Paul was so frustrated he basically had a melt down and told them he was done trying to convince Jews about their own Messiah and he was going to preach to the Gentiles instead. Ironically the Gentile he was staying with lived right next door to the Synagogue. The very next verse tells us the ruler of the synagogue (Crispus) and his family believed Paul's message and became followers of Jesus.
Notice the Bible doesn't tell is how much time passed between verse 7 and verse 8. Paul leaves the Jews and moves in with a Gentile and the very next verse says the ruler of the synagogue and his family become believers. Interesting.
What happened? Did they just need some time to process the message? Did they do some follow up study like the Bereans did and come to their senses like the prodigal son had? Or did they observe Paul's life and become convinced by not only the message but the man?
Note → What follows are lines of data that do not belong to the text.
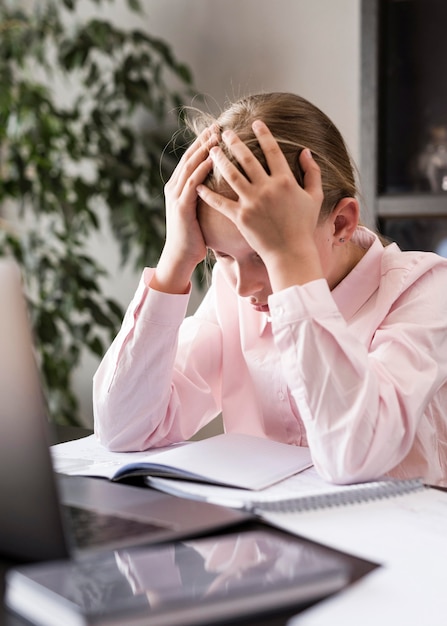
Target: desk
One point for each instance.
(358, 567)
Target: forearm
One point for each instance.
(159, 381)
(132, 386)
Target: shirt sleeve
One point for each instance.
(361, 403)
(139, 382)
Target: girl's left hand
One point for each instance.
(275, 215)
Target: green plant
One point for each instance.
(84, 121)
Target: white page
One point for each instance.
(406, 534)
(236, 459)
(306, 483)
(86, 456)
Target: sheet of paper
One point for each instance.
(88, 457)
(407, 535)
(307, 482)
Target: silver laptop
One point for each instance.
(36, 521)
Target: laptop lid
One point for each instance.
(33, 526)
(30, 522)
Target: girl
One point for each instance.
(312, 333)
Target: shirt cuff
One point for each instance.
(165, 309)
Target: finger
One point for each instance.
(189, 189)
(198, 151)
(250, 165)
(312, 174)
(274, 156)
(222, 204)
(230, 173)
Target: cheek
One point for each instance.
(229, 273)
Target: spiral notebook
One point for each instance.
(301, 492)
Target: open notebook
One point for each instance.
(44, 516)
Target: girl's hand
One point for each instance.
(184, 246)
(274, 214)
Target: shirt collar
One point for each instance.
(361, 282)
(364, 279)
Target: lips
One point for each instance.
(261, 308)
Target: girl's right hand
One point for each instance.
(184, 247)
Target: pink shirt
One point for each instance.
(359, 374)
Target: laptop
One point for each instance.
(48, 516)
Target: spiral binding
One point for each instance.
(353, 494)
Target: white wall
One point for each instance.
(235, 47)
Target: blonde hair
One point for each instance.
(296, 124)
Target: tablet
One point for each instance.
(209, 580)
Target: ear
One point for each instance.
(345, 219)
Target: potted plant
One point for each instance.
(84, 122)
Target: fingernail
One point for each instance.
(257, 125)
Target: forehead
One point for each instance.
(219, 232)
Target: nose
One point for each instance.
(249, 280)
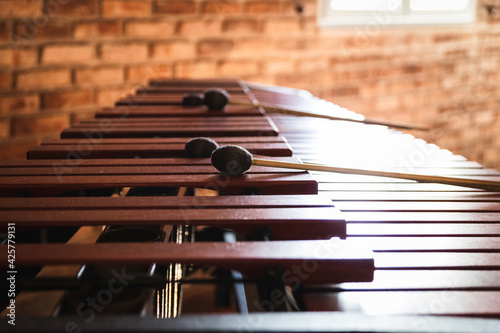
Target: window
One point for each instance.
(395, 12)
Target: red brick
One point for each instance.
(282, 26)
(67, 99)
(195, 69)
(238, 68)
(16, 149)
(263, 7)
(82, 115)
(175, 7)
(4, 128)
(20, 8)
(6, 80)
(19, 103)
(143, 74)
(108, 97)
(214, 47)
(125, 53)
(222, 7)
(65, 54)
(99, 75)
(149, 29)
(252, 46)
(43, 79)
(77, 8)
(4, 31)
(278, 66)
(200, 28)
(97, 29)
(241, 26)
(27, 30)
(309, 8)
(173, 50)
(39, 124)
(133, 8)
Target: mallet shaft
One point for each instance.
(472, 183)
(276, 109)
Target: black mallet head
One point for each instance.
(200, 147)
(232, 160)
(193, 99)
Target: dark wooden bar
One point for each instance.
(256, 247)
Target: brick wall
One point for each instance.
(61, 60)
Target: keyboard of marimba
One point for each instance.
(436, 251)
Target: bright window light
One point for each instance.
(433, 5)
(363, 5)
(395, 12)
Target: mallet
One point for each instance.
(235, 160)
(216, 99)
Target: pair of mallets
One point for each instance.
(235, 160)
(216, 99)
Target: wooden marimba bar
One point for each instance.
(117, 230)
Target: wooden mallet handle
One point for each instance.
(466, 182)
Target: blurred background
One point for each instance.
(62, 60)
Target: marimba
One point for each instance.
(112, 228)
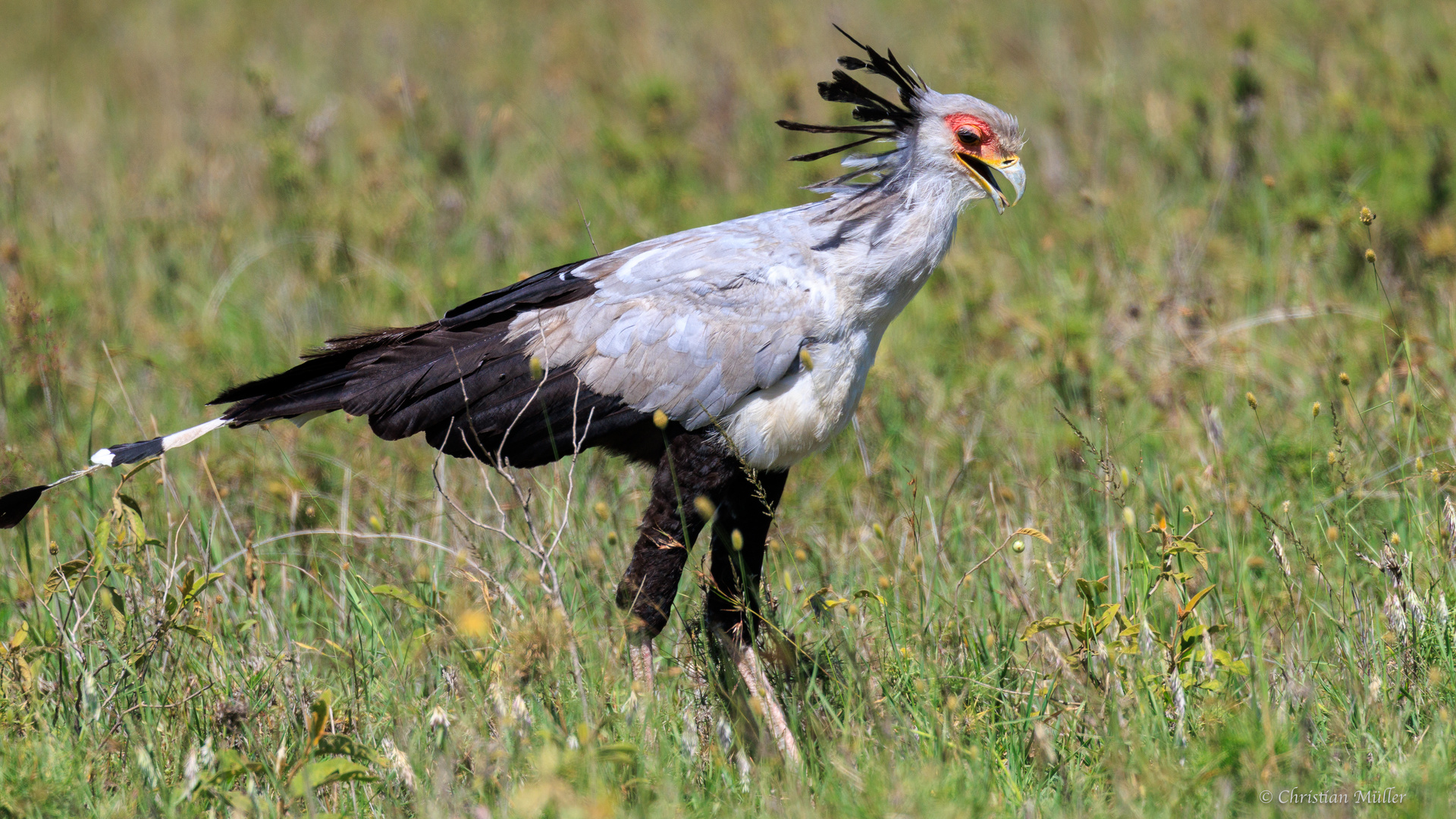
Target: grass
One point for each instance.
(1229, 602)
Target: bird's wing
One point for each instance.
(688, 324)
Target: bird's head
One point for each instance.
(951, 136)
(963, 136)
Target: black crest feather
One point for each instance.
(886, 118)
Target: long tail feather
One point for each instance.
(15, 506)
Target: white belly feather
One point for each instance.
(777, 428)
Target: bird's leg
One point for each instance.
(733, 610)
(642, 659)
(691, 468)
(750, 668)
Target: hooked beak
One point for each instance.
(1009, 168)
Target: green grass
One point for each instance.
(191, 193)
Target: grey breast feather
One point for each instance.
(691, 322)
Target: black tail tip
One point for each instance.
(15, 506)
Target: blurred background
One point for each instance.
(191, 193)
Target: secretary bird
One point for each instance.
(723, 354)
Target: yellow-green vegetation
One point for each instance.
(1175, 360)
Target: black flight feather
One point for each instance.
(15, 506)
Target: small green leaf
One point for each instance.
(66, 576)
(201, 634)
(1106, 618)
(325, 773)
(868, 594)
(1090, 591)
(618, 752)
(199, 586)
(1043, 626)
(388, 591)
(341, 745)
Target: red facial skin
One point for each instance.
(989, 145)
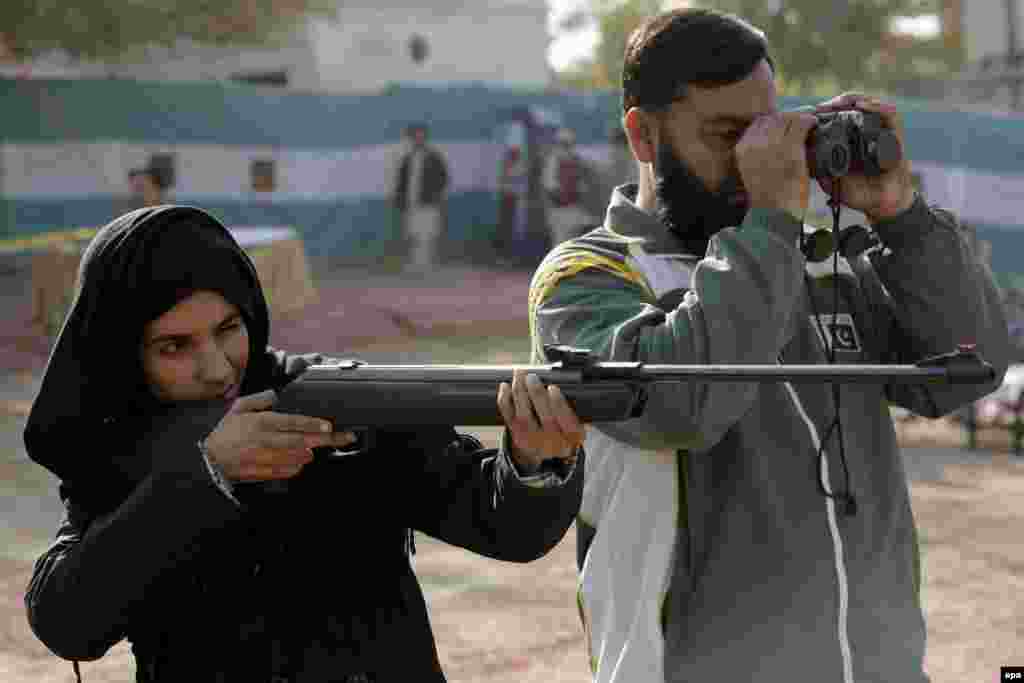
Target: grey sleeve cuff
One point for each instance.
(218, 477)
(547, 475)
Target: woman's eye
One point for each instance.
(171, 348)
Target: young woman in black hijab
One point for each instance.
(199, 525)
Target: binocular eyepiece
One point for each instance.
(851, 141)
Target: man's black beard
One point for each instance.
(687, 207)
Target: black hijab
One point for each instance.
(136, 268)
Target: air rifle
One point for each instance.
(358, 396)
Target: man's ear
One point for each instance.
(641, 129)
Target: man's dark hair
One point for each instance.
(685, 46)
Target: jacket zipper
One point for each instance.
(844, 588)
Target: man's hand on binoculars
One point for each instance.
(882, 197)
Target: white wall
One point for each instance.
(493, 43)
(985, 28)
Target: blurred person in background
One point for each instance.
(200, 526)
(420, 194)
(513, 191)
(565, 180)
(741, 531)
(146, 187)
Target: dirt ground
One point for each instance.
(507, 623)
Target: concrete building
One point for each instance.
(991, 33)
(369, 46)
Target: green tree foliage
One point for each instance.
(818, 46)
(110, 28)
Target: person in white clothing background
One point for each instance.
(565, 184)
(420, 193)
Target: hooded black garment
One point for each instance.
(136, 268)
(305, 583)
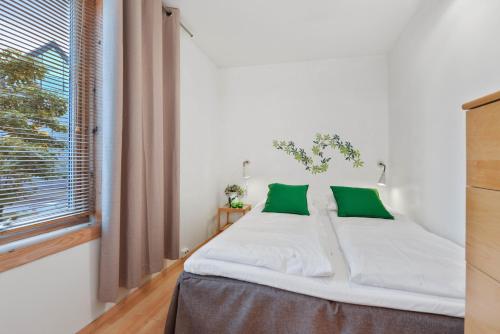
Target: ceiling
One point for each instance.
(242, 32)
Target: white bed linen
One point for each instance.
(400, 254)
(282, 242)
(335, 288)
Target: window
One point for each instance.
(48, 84)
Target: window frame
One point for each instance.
(43, 235)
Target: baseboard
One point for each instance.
(134, 297)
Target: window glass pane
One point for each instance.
(44, 157)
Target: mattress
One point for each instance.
(335, 288)
(400, 254)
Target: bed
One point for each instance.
(225, 289)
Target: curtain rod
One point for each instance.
(182, 25)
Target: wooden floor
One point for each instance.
(142, 312)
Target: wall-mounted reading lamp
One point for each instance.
(245, 169)
(381, 180)
(246, 176)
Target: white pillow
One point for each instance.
(331, 203)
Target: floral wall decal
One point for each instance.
(317, 162)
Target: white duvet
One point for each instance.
(285, 243)
(399, 254)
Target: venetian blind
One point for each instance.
(48, 84)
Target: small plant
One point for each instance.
(320, 143)
(232, 192)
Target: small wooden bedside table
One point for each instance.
(228, 211)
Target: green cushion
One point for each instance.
(283, 198)
(359, 202)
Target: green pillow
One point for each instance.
(283, 198)
(359, 202)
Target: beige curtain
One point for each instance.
(140, 191)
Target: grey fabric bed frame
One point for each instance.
(218, 305)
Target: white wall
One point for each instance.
(199, 109)
(58, 294)
(447, 55)
(294, 101)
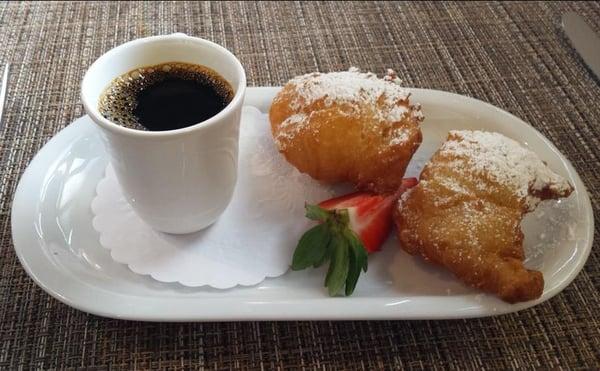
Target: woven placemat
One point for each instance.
(512, 55)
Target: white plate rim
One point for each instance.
(227, 309)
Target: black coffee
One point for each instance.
(167, 96)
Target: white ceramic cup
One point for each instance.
(178, 181)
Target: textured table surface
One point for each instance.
(512, 55)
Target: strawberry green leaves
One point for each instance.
(332, 241)
(306, 253)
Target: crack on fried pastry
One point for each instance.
(466, 211)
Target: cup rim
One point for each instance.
(93, 112)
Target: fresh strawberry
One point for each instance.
(350, 226)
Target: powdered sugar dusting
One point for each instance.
(389, 101)
(353, 86)
(507, 162)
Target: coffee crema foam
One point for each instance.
(120, 102)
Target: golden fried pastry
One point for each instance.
(466, 211)
(347, 127)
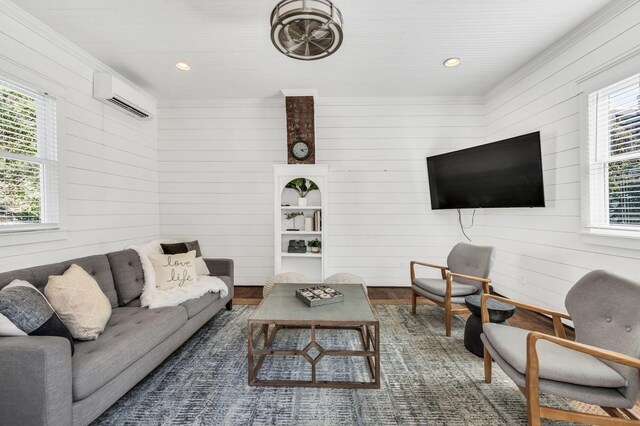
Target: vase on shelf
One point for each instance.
(308, 224)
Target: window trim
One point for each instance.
(616, 71)
(43, 232)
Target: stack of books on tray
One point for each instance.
(319, 295)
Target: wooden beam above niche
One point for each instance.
(301, 139)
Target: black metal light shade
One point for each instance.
(306, 29)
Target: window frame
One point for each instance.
(47, 231)
(617, 235)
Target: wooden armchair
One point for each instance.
(466, 273)
(600, 368)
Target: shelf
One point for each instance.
(317, 255)
(302, 232)
(301, 207)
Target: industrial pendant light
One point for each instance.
(306, 29)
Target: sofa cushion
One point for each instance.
(195, 306)
(556, 362)
(128, 276)
(439, 287)
(130, 333)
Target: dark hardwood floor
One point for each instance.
(400, 295)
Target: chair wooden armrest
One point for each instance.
(443, 269)
(532, 378)
(555, 315)
(617, 357)
(485, 281)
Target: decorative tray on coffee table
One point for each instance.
(319, 295)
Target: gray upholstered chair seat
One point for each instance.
(439, 287)
(123, 342)
(556, 362)
(195, 306)
(605, 397)
(467, 270)
(437, 297)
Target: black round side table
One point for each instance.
(498, 313)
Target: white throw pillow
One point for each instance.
(79, 302)
(201, 267)
(174, 270)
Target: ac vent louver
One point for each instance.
(123, 97)
(129, 108)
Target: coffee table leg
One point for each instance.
(250, 352)
(377, 331)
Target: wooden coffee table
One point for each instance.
(281, 309)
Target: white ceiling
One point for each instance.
(391, 48)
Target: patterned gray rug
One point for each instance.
(426, 379)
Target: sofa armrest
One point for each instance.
(35, 381)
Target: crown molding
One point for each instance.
(34, 24)
(609, 12)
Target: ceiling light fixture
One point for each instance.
(451, 62)
(306, 29)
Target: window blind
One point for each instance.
(614, 155)
(28, 157)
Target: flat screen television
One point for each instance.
(506, 173)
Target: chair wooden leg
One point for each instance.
(487, 366)
(413, 301)
(447, 318)
(533, 401)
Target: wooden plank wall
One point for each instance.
(109, 179)
(541, 252)
(216, 179)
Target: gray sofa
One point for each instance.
(42, 384)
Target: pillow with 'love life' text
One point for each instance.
(174, 270)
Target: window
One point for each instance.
(28, 159)
(614, 156)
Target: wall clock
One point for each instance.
(300, 150)
(301, 140)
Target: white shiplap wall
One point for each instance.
(109, 178)
(541, 252)
(216, 179)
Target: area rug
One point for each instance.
(427, 378)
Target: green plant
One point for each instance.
(292, 215)
(302, 186)
(314, 243)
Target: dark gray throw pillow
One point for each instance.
(177, 248)
(24, 311)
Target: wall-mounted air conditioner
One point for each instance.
(118, 94)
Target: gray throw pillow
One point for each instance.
(178, 248)
(24, 311)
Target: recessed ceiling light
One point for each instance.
(451, 62)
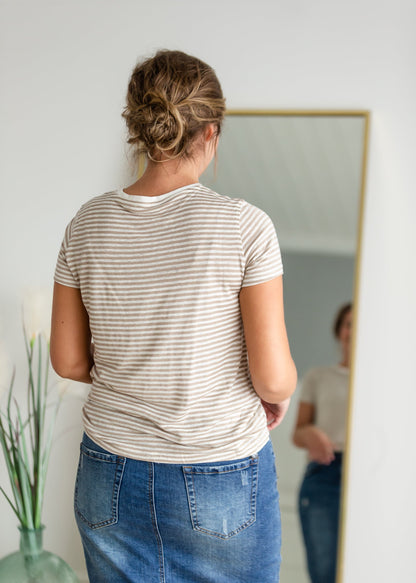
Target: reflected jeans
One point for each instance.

One of my all-time favourite books is a book about being a pastor called "Feed My Sheep". The author is HMS Richards. In it there is a chapter called "The Man is the Message". In essence the life we live is a far greater sermon than any sermon we preach.
Personally I believe Luke put verse 7 and 8 side by side to remind us of this truth. Paul used words in the Synagogue and they heard the words but didn't immediately respond. Then they observed his life in the community and his passion for Jesus and lost souls. They saw his love even for the Gentiles and in response to both his preaching and his life the ruler of the Synagogue became a Christ follower.
Words are important but they pale in comparison to the life lived. Never underestimate the influence of how you live. It may make your neighbour either want to follow Jesus or determine never to follow Him. The man is the message.